Following yesterday's announcement of leadership changes in Barrick Gold (TSX:ABX), S&P Capital IQ said the firm keeps its strong buy recommendation on the company’s shares.
The world's largest gold miner surprised the market yesterday after announcing it replaced Aaron Regent as president and chief executive officer with Jamie Sokalsky, who was the company's chief financial officer.
The Toronto-based miner also revealed director John L. Thornton has been appointed co-chairman with Barrick's founder Peter Munk.
What was not divulged were the details about why the Toronto-based company decided to make this move, though Munk did hint at the weak share price.

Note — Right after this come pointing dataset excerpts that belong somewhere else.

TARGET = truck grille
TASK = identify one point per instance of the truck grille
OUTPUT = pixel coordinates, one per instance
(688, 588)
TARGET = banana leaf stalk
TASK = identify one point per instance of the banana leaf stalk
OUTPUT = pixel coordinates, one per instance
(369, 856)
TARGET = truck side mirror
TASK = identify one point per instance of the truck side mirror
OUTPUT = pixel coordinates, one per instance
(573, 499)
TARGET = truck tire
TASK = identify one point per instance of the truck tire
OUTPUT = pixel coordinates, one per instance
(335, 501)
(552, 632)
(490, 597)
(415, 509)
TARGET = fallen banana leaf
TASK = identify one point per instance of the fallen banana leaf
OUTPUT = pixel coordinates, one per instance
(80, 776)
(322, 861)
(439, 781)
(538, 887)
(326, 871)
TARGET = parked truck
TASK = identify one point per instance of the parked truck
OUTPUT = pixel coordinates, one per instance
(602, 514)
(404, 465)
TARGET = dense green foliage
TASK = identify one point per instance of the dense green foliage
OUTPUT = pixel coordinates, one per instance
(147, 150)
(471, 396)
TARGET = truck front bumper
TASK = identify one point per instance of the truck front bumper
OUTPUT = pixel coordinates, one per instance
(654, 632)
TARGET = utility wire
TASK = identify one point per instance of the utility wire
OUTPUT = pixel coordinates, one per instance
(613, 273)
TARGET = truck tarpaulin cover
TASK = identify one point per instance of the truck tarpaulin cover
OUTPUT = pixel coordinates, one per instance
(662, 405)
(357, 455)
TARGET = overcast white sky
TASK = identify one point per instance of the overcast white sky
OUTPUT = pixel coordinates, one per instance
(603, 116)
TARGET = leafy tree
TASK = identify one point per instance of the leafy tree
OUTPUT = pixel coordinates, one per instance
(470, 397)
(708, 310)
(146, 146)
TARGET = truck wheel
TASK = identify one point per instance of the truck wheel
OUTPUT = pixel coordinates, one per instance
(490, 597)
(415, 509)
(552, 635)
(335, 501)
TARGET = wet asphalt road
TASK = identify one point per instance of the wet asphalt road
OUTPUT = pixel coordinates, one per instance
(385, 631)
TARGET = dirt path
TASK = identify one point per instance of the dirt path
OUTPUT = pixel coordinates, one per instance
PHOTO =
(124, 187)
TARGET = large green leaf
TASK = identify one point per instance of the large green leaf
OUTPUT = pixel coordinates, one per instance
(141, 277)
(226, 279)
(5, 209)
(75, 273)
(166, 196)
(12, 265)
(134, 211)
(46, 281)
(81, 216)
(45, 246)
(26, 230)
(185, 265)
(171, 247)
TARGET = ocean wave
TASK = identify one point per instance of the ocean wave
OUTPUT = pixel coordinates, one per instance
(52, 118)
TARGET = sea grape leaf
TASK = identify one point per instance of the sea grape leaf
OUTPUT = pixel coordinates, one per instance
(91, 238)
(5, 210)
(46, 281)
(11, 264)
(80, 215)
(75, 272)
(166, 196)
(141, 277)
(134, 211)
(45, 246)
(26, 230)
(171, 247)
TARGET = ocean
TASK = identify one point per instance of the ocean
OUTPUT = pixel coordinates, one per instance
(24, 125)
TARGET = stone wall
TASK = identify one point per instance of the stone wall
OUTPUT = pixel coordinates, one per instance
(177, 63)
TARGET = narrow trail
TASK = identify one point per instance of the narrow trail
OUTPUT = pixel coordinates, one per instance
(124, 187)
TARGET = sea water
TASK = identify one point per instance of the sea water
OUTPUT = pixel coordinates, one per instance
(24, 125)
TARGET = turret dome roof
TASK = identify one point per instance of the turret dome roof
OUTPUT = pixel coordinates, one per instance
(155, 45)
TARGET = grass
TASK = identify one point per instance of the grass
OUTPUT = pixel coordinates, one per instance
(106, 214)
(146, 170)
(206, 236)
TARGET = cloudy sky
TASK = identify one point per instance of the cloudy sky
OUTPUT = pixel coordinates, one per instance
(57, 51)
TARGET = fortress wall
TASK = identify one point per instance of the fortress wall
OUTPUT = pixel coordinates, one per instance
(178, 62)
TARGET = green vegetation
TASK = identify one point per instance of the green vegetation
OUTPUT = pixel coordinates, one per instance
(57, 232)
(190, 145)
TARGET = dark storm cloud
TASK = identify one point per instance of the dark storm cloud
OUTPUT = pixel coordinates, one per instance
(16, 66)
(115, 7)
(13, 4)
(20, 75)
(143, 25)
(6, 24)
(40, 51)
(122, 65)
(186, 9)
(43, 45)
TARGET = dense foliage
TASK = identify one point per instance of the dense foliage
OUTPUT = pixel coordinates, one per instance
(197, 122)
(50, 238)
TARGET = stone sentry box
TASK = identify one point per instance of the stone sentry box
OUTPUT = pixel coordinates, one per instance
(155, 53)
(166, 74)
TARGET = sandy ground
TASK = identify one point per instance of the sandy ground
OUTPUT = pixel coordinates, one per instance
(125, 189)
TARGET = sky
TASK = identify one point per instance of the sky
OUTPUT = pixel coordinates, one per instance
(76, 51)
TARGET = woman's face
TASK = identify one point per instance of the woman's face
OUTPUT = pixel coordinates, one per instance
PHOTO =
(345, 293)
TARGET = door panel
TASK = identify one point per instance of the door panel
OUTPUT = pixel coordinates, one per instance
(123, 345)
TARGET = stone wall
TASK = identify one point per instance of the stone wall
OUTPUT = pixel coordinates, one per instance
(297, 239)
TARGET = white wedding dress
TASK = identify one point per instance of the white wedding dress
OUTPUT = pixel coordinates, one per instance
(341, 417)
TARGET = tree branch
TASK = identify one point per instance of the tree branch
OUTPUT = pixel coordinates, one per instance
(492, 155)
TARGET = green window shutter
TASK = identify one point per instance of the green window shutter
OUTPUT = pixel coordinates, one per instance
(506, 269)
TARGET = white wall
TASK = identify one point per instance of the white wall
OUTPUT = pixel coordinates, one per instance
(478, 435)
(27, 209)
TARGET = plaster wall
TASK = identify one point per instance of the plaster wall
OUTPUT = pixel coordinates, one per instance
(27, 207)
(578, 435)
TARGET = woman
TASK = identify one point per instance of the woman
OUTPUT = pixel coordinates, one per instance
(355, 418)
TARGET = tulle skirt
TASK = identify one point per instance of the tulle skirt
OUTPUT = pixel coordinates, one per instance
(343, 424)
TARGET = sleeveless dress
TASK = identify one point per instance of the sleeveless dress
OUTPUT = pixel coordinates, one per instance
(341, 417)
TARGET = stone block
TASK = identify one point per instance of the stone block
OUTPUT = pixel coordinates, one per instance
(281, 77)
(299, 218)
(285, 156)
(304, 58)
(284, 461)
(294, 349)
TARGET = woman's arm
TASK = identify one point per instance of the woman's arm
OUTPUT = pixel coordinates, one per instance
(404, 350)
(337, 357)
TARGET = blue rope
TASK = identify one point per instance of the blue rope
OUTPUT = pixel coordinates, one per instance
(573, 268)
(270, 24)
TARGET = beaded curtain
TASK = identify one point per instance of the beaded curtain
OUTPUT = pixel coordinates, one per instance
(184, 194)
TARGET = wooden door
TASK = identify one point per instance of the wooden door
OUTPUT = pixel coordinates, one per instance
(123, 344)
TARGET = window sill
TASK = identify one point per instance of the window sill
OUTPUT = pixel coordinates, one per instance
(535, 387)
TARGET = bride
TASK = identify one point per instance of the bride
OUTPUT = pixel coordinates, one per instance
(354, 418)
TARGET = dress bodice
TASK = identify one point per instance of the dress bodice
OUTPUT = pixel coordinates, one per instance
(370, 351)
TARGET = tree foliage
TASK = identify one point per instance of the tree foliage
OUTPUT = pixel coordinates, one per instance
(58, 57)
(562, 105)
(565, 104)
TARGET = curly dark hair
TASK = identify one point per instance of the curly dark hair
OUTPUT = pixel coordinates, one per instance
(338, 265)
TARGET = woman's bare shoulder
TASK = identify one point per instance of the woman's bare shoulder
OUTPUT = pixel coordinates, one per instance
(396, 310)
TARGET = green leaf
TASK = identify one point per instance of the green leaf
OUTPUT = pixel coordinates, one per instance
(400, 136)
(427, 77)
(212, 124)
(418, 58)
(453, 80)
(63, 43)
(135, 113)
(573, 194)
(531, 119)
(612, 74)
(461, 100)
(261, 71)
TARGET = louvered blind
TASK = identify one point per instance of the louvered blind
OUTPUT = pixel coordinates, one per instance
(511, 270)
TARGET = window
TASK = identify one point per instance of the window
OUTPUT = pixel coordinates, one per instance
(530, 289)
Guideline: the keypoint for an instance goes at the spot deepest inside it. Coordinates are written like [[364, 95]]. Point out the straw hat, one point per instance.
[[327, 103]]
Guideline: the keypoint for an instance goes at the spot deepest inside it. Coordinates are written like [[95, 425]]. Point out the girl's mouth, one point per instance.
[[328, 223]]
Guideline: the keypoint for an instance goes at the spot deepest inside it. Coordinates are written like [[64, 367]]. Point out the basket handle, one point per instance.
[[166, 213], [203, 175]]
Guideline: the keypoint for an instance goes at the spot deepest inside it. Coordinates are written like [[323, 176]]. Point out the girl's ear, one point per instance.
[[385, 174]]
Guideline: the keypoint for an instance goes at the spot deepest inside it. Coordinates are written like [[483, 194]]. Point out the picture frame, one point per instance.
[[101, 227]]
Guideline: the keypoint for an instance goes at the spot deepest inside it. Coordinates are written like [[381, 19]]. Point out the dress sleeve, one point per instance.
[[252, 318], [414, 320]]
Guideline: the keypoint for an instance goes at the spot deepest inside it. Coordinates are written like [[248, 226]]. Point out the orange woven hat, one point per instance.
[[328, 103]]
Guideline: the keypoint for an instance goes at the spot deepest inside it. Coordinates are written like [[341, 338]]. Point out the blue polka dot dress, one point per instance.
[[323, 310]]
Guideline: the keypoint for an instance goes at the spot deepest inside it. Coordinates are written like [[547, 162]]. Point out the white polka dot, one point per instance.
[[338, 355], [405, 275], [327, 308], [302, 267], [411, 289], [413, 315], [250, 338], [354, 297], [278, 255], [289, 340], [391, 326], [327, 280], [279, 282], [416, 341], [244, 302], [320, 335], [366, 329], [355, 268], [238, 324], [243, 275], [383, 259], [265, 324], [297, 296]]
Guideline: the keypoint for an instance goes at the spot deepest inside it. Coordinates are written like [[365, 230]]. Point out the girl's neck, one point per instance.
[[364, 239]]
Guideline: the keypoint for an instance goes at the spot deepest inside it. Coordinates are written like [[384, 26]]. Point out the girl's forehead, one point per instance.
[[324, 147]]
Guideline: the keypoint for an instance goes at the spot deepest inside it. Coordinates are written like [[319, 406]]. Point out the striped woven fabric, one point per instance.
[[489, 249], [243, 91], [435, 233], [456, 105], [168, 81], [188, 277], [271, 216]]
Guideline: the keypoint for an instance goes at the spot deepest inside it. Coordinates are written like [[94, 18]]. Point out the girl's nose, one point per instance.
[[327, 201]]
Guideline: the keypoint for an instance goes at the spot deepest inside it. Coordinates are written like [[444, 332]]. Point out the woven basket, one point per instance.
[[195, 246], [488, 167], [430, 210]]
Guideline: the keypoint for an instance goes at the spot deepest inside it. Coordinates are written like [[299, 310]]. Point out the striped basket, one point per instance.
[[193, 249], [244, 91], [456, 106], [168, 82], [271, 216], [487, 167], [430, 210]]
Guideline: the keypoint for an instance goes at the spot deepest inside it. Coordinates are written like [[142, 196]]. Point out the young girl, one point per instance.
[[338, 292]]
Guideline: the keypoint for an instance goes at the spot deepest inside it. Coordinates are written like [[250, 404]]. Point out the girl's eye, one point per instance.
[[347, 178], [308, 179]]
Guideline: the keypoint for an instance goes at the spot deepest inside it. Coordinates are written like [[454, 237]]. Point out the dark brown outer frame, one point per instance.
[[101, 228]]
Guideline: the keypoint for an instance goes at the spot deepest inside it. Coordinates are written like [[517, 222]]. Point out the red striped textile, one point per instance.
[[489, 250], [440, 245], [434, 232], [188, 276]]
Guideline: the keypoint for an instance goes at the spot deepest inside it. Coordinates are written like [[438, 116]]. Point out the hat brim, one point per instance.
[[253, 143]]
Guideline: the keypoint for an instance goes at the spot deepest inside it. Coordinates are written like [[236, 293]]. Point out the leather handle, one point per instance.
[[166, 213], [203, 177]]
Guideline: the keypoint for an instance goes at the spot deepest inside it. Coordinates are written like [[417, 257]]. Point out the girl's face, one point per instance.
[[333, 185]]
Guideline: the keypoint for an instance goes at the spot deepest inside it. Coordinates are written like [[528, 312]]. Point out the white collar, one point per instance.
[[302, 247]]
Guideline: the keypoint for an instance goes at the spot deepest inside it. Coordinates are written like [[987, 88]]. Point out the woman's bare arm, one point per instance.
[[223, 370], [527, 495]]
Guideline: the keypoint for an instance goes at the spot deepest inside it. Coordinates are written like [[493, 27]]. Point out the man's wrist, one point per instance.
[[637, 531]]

The management reshuffle wasn’t seen as a threat by analysts at New York-based S&P Capital IQ.
“We don't believe this changes any of the fundamentals and note that the announcement didn't contain any change in production or cost guidance,” said equity analyst Leo Larkin.
“On that basis, we continue to estimate EPS of $5.14 for '12 and $5.93 for '13 and maintain our 12-month target price of $67. We think ABX's valuation is compelling, trading at about 7.9X our '12 estimate,” added Larkin.
Last month, Barrick increased its dividend by 33%, in a move that was welcome by investors, who have been calling for a bigger piece of the pie for years. Barrick thought the decision would help push up share prices that have underperformed increases in the gold price over the last decade.